Amnesty International publie un rapport accablant sur la situation des chrétiens dans le pays sous l’œil passif des autorités
Amnesty International vient de publier un rapport dénonçant les discriminations et les persécutions dont les chrétiens sont victimes en Égypte.
Titre de ce rapport : « Égypte : Jusqu’à quand allons-nous continuer à vivre dans cette injustice ? Les chrétiens d’Égypte entre attaques sectaires et inaction de l’État ».
Selon un communiqué d’Amnesty, résumant ce rapport, celui-ci revient sur les attaques qui ont visé les communautés coptes, après la dispersion de deux rassemblements pro-Morsi au Caire, le 14 août. Les forces de sécurité sont accusées de « ne pas être intervenues pour empêcher des foules en colère de s’en prendre et de mettre le feu à des églises, à des écoles et à des bâtiments associatifs coptes, dont certains ont été entièrement détruits ».
À la lumière des attaques qui avaient déjà eu lieu auparavant, surtout depuis la destitution de Mohamed Morsi le 3 juillet, Amnesty pense qu’il aurait fallu anticiper les représailles contre les coptes. L’organisme enjoint donc les autorités égyptiennes « d’ouvrir une enquête indépendante et impartiale sur ces attaques sectaires et de prendre immédiatement des mesures pour empêcher qu’elles ne se reproduisent ».
« Ne pas poursuivre en justice les responsables présumés de ces attaques équivaut clairement à dire que les coptes et les autres minorités religieuses sont des cibles légitimes. Les autorités doivent veiller à ce qu’il soit parfaitement clair que des attaques sectaires ne seront en aucun cas tolérées », estime Hassiba Hadj Sahraoui, directrice adjointe du programme Moyen-Orient et Afrique du Nord d’Amnesty International.
Amnesty rapporte la consternation d’un copte du gouvernorat de Fayoun devant toutes ces violences : « Pourquoi, quand il y a un problème, les chrétiens en font-ils toujours les frais ? Qu’est-ce que nous avons à faire avec les événements du Caire pour être punis ainsi ? »

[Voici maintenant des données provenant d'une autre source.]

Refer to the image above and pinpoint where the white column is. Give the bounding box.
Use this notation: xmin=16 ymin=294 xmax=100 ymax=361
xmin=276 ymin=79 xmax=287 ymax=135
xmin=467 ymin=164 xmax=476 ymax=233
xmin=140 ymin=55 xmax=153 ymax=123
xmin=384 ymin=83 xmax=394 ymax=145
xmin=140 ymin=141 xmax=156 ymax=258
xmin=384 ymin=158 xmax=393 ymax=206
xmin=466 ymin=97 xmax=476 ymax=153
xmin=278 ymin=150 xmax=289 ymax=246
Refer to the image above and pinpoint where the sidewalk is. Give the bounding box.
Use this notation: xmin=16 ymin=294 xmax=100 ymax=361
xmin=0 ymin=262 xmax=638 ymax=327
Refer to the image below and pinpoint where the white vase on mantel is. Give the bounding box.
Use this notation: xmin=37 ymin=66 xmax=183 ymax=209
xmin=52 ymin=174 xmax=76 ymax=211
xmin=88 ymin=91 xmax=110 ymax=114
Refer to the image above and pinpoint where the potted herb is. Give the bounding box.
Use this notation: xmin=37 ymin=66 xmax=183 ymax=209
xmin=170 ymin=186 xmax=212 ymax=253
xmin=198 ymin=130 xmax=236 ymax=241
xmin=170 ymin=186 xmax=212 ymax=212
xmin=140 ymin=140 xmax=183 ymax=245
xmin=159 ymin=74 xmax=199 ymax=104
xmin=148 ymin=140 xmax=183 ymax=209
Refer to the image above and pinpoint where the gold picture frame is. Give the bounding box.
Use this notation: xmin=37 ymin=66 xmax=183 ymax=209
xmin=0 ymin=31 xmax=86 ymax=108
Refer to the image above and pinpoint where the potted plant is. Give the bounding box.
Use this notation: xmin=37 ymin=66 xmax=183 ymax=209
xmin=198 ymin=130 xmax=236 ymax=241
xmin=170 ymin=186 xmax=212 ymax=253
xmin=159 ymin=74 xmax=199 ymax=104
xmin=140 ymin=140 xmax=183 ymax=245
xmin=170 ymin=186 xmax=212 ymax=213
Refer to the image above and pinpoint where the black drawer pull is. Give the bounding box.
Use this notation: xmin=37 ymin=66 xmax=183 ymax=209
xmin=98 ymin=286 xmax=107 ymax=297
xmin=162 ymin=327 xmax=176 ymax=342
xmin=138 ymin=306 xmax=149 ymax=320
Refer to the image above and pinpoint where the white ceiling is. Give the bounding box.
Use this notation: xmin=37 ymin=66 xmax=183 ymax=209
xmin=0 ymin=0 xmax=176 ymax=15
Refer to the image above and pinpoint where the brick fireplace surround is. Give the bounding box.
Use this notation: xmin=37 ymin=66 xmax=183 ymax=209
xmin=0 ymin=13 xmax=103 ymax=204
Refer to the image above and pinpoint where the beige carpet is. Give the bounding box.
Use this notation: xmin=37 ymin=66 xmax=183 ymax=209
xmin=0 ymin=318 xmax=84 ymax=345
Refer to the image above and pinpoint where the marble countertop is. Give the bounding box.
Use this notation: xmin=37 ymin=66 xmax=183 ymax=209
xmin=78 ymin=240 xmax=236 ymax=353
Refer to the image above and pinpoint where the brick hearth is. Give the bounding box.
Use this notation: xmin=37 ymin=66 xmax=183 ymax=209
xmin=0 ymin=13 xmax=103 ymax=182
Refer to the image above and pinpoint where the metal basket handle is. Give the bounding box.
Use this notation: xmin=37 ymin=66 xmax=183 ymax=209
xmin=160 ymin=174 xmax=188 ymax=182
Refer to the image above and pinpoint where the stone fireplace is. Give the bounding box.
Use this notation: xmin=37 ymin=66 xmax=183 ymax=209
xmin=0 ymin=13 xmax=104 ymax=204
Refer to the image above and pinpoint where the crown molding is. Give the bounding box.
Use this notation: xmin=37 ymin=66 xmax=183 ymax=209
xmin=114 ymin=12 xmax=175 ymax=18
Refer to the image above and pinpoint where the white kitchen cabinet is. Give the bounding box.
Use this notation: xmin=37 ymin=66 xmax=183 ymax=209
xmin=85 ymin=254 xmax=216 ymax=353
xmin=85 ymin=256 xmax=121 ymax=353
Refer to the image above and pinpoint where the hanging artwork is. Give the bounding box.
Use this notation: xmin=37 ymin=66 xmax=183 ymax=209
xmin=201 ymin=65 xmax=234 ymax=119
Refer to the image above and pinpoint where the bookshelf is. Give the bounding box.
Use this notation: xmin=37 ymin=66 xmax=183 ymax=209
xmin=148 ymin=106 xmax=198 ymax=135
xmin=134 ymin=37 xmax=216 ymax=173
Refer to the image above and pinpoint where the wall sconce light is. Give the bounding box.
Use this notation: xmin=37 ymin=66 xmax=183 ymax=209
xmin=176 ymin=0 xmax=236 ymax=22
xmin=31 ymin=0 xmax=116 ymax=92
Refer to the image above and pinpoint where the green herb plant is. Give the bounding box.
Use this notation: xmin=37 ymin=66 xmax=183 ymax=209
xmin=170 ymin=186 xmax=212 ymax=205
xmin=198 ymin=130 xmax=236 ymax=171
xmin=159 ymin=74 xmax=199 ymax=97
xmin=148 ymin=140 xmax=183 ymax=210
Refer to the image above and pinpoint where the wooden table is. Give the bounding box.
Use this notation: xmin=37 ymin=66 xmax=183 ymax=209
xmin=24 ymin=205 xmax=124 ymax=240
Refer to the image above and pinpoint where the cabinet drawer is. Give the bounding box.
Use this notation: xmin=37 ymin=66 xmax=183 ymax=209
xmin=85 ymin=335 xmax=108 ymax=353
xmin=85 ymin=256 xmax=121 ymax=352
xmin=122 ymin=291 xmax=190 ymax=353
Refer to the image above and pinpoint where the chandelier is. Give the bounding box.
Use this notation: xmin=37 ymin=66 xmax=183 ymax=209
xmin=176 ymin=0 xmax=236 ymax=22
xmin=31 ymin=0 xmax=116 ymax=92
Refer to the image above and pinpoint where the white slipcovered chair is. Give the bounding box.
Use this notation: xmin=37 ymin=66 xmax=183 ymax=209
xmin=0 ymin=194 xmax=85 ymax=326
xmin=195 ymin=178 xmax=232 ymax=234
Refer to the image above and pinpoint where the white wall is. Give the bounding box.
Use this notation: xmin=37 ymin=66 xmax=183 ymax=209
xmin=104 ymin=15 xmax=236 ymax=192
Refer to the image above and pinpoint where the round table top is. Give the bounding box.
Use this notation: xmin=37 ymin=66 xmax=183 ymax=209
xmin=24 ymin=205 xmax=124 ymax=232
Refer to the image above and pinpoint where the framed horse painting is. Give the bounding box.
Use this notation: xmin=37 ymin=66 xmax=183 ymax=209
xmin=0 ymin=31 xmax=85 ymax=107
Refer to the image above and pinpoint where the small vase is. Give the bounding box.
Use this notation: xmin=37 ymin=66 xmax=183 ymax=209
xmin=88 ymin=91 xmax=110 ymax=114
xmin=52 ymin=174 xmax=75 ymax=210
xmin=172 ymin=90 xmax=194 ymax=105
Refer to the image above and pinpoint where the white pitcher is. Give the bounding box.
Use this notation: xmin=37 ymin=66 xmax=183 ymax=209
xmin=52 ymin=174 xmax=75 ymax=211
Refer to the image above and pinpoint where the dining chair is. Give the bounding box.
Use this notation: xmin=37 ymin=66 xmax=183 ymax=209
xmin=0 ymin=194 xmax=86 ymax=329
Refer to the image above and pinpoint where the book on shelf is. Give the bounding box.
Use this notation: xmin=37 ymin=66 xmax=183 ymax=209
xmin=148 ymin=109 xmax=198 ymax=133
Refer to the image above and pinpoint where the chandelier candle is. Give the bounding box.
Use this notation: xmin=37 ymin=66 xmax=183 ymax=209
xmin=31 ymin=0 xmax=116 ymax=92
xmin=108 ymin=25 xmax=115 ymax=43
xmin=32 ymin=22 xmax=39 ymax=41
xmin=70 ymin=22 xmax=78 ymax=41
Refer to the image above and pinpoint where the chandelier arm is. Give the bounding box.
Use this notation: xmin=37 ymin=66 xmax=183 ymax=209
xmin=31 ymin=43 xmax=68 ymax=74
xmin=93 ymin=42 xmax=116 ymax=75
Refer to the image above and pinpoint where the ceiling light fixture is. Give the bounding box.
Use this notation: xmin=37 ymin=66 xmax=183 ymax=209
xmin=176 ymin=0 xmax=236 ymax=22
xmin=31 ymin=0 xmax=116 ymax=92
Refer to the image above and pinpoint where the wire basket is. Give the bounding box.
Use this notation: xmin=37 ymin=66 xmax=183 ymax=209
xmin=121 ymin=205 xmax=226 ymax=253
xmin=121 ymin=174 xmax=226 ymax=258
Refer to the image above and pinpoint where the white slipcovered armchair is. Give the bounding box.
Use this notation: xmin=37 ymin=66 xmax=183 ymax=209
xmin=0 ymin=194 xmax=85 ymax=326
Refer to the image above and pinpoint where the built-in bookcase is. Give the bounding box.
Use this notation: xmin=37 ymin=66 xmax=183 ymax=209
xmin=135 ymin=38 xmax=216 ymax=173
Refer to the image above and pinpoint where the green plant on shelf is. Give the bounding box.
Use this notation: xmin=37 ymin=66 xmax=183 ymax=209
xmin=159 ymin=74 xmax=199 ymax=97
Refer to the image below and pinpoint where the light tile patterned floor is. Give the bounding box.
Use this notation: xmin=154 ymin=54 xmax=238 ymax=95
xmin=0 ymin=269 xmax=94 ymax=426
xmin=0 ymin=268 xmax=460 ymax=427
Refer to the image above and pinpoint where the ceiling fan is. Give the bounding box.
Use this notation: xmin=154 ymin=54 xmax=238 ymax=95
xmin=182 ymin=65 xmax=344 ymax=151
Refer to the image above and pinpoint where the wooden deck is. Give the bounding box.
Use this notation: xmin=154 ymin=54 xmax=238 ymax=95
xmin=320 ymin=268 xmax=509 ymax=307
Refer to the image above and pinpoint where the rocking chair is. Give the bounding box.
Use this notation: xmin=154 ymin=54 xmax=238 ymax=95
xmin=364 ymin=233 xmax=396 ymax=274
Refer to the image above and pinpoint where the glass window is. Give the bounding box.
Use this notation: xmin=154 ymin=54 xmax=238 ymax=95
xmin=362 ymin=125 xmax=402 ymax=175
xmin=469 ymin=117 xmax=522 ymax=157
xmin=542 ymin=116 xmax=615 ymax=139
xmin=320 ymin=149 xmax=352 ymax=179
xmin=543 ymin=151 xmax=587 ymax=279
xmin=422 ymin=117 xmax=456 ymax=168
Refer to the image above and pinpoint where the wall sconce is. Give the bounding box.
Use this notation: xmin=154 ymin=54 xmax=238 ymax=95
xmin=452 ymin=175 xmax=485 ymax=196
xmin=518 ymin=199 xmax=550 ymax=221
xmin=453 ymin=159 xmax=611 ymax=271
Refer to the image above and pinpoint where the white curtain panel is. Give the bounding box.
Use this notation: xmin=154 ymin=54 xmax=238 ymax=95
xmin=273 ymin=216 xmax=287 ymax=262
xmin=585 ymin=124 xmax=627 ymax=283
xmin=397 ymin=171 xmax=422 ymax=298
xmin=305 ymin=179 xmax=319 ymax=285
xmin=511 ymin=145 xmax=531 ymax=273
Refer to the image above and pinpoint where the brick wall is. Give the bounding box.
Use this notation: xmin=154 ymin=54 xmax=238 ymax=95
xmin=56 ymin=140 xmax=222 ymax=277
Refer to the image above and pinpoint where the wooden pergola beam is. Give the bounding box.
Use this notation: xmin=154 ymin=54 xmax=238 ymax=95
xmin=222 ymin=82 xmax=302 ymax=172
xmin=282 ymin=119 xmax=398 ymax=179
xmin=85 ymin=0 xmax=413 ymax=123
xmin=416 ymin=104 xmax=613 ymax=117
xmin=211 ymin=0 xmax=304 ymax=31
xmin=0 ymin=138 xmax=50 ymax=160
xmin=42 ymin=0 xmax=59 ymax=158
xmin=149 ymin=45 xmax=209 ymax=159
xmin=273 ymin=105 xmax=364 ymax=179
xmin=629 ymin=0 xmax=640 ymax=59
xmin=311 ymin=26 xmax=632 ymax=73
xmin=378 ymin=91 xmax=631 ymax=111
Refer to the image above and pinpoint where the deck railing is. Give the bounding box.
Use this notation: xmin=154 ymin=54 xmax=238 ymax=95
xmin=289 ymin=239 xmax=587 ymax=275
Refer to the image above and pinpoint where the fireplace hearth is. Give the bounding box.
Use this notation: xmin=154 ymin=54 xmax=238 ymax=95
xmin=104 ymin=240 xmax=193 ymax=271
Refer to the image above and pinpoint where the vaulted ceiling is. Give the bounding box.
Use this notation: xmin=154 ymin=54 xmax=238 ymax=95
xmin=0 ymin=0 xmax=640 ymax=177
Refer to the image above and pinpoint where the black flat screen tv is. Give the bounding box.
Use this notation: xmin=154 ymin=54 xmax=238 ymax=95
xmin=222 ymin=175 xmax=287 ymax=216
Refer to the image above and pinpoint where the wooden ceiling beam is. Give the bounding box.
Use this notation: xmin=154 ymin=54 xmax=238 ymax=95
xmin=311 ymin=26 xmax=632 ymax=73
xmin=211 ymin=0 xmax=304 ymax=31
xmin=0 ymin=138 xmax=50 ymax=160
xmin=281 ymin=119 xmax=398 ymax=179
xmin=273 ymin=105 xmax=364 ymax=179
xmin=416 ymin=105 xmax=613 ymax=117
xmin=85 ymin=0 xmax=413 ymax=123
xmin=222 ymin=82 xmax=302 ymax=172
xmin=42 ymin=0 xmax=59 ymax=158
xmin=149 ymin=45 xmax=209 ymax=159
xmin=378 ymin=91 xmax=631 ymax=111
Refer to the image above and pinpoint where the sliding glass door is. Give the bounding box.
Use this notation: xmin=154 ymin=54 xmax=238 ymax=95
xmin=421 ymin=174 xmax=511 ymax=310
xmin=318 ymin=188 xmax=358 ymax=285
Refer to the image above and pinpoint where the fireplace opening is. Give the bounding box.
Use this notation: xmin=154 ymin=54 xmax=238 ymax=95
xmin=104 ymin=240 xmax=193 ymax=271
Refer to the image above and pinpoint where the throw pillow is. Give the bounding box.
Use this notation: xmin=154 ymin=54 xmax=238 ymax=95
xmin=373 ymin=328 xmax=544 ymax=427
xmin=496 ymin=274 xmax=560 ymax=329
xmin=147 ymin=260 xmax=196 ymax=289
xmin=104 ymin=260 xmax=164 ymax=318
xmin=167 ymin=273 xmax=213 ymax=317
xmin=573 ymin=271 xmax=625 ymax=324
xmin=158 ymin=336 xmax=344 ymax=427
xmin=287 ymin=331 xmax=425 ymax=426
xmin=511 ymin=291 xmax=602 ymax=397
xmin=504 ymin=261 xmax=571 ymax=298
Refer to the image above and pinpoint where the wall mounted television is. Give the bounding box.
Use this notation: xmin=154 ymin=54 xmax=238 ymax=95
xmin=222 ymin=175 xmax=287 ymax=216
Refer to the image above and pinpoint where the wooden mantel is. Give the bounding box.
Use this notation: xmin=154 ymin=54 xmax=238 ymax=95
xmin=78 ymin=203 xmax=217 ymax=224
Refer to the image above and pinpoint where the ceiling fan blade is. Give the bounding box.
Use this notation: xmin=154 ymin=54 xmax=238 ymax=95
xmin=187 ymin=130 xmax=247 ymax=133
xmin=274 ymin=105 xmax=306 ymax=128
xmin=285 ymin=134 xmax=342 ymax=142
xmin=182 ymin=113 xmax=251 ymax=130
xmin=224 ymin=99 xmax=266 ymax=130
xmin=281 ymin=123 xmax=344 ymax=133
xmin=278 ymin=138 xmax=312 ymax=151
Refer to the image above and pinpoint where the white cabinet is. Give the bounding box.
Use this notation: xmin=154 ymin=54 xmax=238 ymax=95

Selon des témoignages recueillis auprès des habitants, responsables locaux et dirigeants religieux d’Al Minya, Fayoum et au Grand Caire :
« Des foules d’hommes en colère équipés d’armes à feu, de barres de fer et de couteaux ont mis à sac des églises et des propriétés appartenant à des chrétiens. En lançant leurs attaques, plusieurs criaient des slogans tels que « Allah est grand » ou vitupéraient « chiens de chrétiens » ou des expressions analogues. Des objets à valeur historique et des reliques ont été profanés. Parmi les graffiti gribouillés sur les murs on pouvait lire entre autres « Morsi est mon président » et « Ils ont tué nos frères pendant la prière ».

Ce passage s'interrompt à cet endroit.